Department of Biology, Boston University, Boston, MA 02215.
Scripps Institution of Oceanography, University of California San Diego, La Jolla, CA 92093.
Proc Natl Acad Sci U S A. 2022 Jun 28;119(26):e2102466119. doi: 10.1073/pnas.2102466119. Epub 2022 Jun 22.

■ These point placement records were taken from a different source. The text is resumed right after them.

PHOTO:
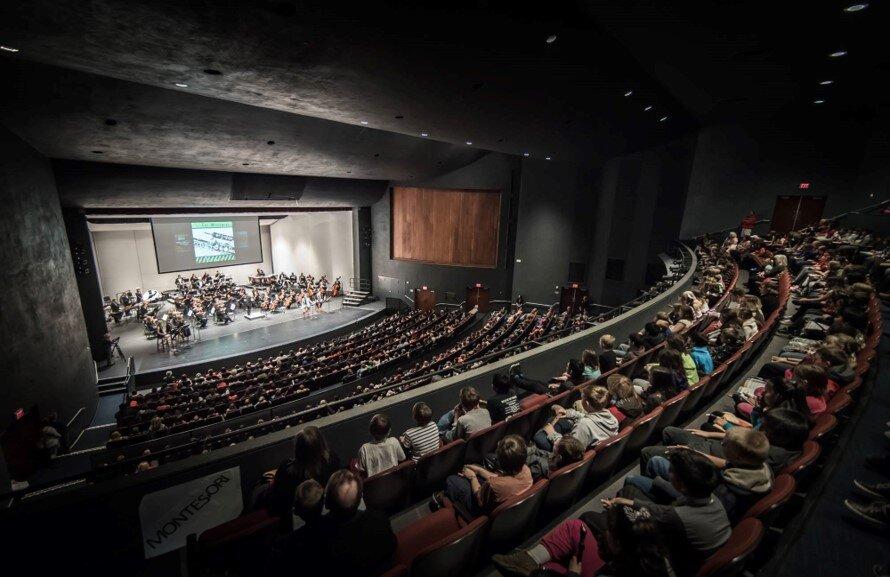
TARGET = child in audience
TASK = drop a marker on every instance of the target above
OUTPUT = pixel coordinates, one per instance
(423, 438)
(383, 452)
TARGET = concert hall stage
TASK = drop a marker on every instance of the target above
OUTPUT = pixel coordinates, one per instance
(241, 338)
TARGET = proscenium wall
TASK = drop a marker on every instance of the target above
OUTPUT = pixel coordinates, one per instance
(314, 243)
(46, 358)
(126, 260)
(389, 276)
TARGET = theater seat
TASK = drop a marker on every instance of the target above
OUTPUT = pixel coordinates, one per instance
(439, 544)
(390, 490)
(606, 455)
(729, 560)
(514, 520)
(768, 507)
(432, 469)
(825, 423)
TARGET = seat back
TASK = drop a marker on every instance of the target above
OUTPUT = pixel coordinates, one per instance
(434, 468)
(454, 555)
(513, 520)
(606, 455)
(729, 560)
(564, 487)
(390, 490)
(825, 423)
(484, 442)
(643, 432)
(768, 507)
(670, 411)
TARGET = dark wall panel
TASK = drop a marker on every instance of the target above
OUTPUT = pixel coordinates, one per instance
(446, 226)
(46, 358)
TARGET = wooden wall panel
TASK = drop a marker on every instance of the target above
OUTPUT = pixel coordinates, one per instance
(446, 226)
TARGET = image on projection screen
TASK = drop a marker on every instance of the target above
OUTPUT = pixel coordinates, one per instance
(183, 243)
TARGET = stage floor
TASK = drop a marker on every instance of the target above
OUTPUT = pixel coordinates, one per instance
(218, 342)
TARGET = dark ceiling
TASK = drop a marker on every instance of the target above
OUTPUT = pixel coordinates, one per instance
(309, 75)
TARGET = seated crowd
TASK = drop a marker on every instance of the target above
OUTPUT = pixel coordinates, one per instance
(691, 489)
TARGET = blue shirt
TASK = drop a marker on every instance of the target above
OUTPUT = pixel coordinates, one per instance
(702, 357)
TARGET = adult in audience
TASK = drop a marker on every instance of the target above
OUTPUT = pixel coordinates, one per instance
(423, 438)
(383, 452)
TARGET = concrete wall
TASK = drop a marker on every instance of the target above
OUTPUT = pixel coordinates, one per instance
(315, 243)
(46, 358)
(389, 276)
(126, 260)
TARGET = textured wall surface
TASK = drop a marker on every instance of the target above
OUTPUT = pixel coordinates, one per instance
(46, 358)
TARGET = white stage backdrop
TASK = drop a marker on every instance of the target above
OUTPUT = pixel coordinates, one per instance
(126, 260)
(314, 243)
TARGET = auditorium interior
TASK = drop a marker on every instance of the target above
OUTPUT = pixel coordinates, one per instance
(420, 289)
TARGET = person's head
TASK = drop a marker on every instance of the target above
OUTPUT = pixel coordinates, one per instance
(785, 428)
(692, 473)
(812, 379)
(469, 398)
(379, 427)
(619, 387)
(309, 500)
(311, 452)
(511, 454)
(422, 414)
(746, 448)
(595, 398)
(343, 494)
(590, 359)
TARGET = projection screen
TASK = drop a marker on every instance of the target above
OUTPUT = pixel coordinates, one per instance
(185, 243)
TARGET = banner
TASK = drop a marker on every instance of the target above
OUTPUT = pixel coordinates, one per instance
(168, 516)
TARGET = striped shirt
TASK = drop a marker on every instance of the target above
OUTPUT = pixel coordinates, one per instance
(418, 441)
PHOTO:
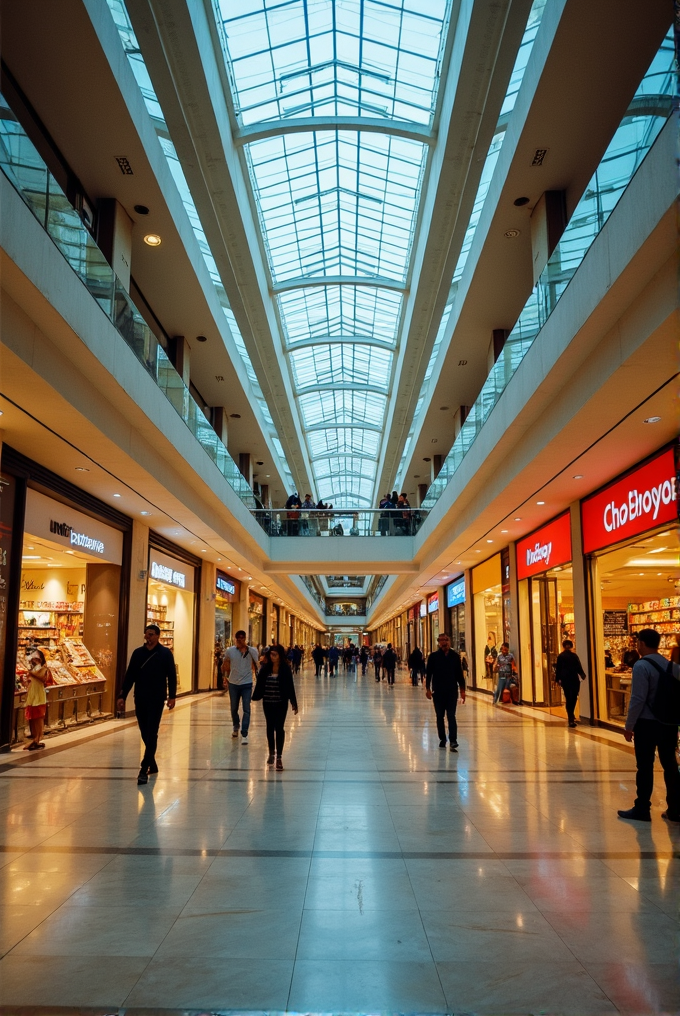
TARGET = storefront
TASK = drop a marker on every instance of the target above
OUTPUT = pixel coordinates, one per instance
(227, 590)
(546, 610)
(255, 619)
(433, 620)
(630, 541)
(62, 583)
(171, 604)
(488, 620)
(455, 606)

Severe deterioration of water quality in lakes, characterized by overabundance of algae and declining dissolved oxygen in the deep lake (DO), was one of the ecological crises of the 20th century. Even with large reductions in phosphorus loading, termed "reoligotrophication," DO and chlorophyll (CHL) have often not returned to their expected pre-20th-century levels. Concurrently, management of lake health has been confounded by possible consequences of climate change, particularly since the effects of climate are not neatly separable from the effects of eutrophication. Here, using Lake Geneva as an iconic example, we demonstrate a complementary alternative to parametric models for understanding and managing lake systems. This involves establishing an empirically-driven baseline that uses supervised machine learning to capture the changing interdependencies among biogeochemical variables and then combining the empirical model with a more conventional equation-based model of lake physics to predict DO over decadal time-scales. The hybrid model not only leads to substantially better forecasts, but also to a more actionable description of the emergent rates and processes (biogeochemical, ecological, etc.) that drive water quality. Notably, the hybrid model suggests that the impact of a moderate 3°C air temperature increase on water quality would be on the same order as the eutrophication of the previous century. The study provides a template and a practical path forward to cope with shifts in ecology to manage environmental systems for non-analogue futures.
湖泊水质严重恶化,表现为藻类过度繁殖和深层湖泊溶解氧(DO)下降,这是 20 世纪的生态危机之一。即使磷负荷大量减少,即所谓的“再贫营养化”,DO 和叶绿素(CHL)也常常没有恢复到 20 世纪前的预期水平。与此同时,由于气候变化的可能后果,湖泊健康的管理变得更加复杂,尤其是因为气候的影响与富营养化的影响并非泾渭分明。在这里,我们以日内瓦湖为例,展示了一种理解和管理湖泊系统的补充替代参数模型的方法。这涉及建立一个基于经验的基准,该基准使用有监督的机器学习来捕捉生物地球化学变量之间不断变化的相互依存关系,然后将经验模型与更传统的基于方程的湖泊物理模型结合起来,以预测数十年时间尺度上的 DO。混合模型不仅可以实现更好的预测,还可以更有效地描述驱动水质的新兴速率和过程(生物地球化学、生态等)。值得注意的是,混合模型表明,适度的 3°C 空气温度升高对水质的影响将与上世纪的富营养化程度相当。该研究为应对生态学变化提供了一个模板和实用的前进道路,以管理非模拟未来的环境系统。